Hoje em dia, não consigo cópias do filme nem para mim mesmo. A TNT ficou tão constrangida com a história toda que anda negando que teve qualquer coisa a ver com ela. Dá para imaginar isso? Meu primeiro trabalho, 40 mil libras. Espantoso.
Pergunta - Certa vez, no início dos anos 70, Chris Burden comprou 25 segundos de publicidade na TV e filmava a si mesmo, arrastando-se sobre vidro moído. Uma intervenção direta na mídia. Alguma vez você já pensou em comprar espaço publicitário ao atacado, dessa maneira?
Hirst - Conheço o trabalho, mas não sabia que ele o fazia na TV. Eu adoraria comprar espaço publicitário desse jeito, mas custa muito caro. Venho pensando em reunir toda uma série de falsos comerciais e colocá-los no ar, talvez na BBC, porque ela não tem anúncios enquanto tais. Possivelmente, até mesmo inseri-los entre comerciais de verdade. Vou tentar, com certeza. Eu quero, em especial, fazer um comercial para um líquido laxante que não existe.
Pergunta - O que você acha que tem mais integridade, a publicidade ou o mercado de arte?
Hirst - A publicidade, porque não vem acompanhada de frescura nenhuma.
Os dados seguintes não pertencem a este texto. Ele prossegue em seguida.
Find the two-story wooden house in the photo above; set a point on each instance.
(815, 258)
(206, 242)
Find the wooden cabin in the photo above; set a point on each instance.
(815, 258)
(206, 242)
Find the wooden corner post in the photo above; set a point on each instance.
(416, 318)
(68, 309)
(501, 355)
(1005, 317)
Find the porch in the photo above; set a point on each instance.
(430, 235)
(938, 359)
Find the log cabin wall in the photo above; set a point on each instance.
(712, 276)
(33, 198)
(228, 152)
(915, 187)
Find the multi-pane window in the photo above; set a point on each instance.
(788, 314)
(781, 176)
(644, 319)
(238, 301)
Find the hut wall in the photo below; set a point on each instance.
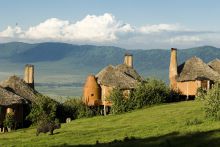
(128, 60)
(173, 68)
(29, 75)
(189, 87)
(106, 90)
(91, 91)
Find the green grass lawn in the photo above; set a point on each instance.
(163, 125)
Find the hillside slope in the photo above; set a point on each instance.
(163, 125)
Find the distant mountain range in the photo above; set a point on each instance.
(63, 60)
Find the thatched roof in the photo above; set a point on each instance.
(129, 71)
(8, 98)
(120, 76)
(215, 65)
(194, 69)
(19, 87)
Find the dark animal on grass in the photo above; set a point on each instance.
(47, 127)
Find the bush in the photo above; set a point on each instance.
(75, 108)
(194, 121)
(212, 102)
(43, 109)
(201, 93)
(119, 102)
(150, 92)
(147, 93)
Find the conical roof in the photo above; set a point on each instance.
(129, 71)
(194, 68)
(19, 87)
(115, 77)
(8, 98)
(215, 65)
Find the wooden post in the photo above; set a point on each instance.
(104, 109)
(187, 90)
(208, 85)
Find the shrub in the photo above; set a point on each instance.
(212, 102)
(194, 121)
(75, 108)
(147, 93)
(119, 102)
(201, 93)
(43, 109)
(150, 92)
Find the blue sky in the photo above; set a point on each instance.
(148, 23)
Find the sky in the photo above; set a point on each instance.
(131, 24)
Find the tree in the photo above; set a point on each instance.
(150, 92)
(212, 102)
(43, 109)
(119, 102)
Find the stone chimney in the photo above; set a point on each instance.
(128, 60)
(29, 75)
(173, 69)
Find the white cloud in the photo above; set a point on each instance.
(10, 32)
(160, 28)
(106, 29)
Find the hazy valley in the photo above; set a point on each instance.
(61, 69)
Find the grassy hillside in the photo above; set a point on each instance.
(163, 125)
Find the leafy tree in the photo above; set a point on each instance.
(75, 108)
(150, 92)
(43, 109)
(212, 102)
(119, 102)
(9, 120)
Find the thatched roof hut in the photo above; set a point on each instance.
(194, 68)
(121, 76)
(8, 98)
(215, 65)
(18, 86)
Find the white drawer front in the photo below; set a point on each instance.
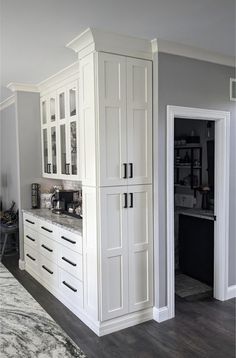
(70, 261)
(47, 229)
(32, 258)
(48, 271)
(48, 248)
(71, 288)
(31, 237)
(30, 221)
(70, 240)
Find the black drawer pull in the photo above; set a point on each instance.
(65, 238)
(69, 262)
(44, 228)
(30, 238)
(69, 286)
(45, 268)
(31, 257)
(47, 248)
(29, 221)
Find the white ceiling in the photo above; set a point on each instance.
(34, 32)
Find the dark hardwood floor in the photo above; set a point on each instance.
(201, 328)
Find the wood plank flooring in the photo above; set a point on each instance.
(201, 329)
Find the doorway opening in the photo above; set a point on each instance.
(197, 203)
(194, 163)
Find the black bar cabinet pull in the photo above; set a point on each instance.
(29, 221)
(131, 200)
(69, 262)
(125, 171)
(126, 201)
(30, 238)
(47, 248)
(69, 286)
(67, 168)
(131, 170)
(45, 268)
(31, 257)
(44, 228)
(65, 238)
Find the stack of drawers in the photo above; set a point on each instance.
(53, 256)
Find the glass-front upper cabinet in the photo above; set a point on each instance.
(49, 136)
(59, 120)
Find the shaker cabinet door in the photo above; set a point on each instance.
(140, 247)
(114, 249)
(112, 119)
(139, 121)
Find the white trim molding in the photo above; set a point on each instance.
(7, 102)
(161, 314)
(94, 39)
(22, 87)
(179, 49)
(232, 83)
(221, 236)
(231, 292)
(21, 264)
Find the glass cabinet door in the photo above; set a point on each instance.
(73, 147)
(52, 109)
(44, 112)
(54, 149)
(72, 102)
(45, 150)
(64, 169)
(62, 108)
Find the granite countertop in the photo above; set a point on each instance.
(198, 213)
(67, 222)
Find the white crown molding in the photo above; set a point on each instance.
(175, 48)
(94, 39)
(7, 102)
(22, 87)
(55, 80)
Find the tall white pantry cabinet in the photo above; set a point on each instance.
(115, 126)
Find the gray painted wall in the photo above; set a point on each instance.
(192, 83)
(28, 127)
(8, 157)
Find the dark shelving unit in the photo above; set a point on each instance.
(188, 166)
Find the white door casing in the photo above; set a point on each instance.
(221, 229)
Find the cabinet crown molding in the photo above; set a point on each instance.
(94, 39)
(22, 87)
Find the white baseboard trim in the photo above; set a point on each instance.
(231, 292)
(21, 264)
(160, 314)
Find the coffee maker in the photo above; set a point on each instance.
(60, 200)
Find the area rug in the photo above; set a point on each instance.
(186, 286)
(26, 330)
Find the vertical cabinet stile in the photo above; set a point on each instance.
(59, 130)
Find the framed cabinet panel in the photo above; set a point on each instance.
(112, 119)
(140, 247)
(139, 120)
(114, 249)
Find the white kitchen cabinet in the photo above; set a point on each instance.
(125, 120)
(127, 249)
(60, 133)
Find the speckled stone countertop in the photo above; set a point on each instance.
(198, 213)
(67, 222)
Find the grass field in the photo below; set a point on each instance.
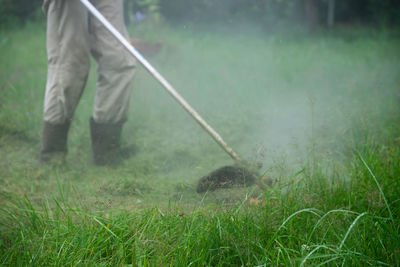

Ela vai direto ao ponto, não mente, fala a verdade, fatura dinheiro, dá risada -ela é a verdade, porque vende um produto.
Pergunta - É o mercado massivo da publicidade que o seduz? O fato de poder falar a milhões de pessoas simultaneamente?
Hirst - Talvez. Mas o que eu realmente adoro na publicidade deste país é que o público em geral tem uma educação visual tão boa, devido aos bilhões de libras que as multinacionais gastam com publicidade todo ano. Adoro isso. O fato é que se investe muito nos comerciais só para vender um produto.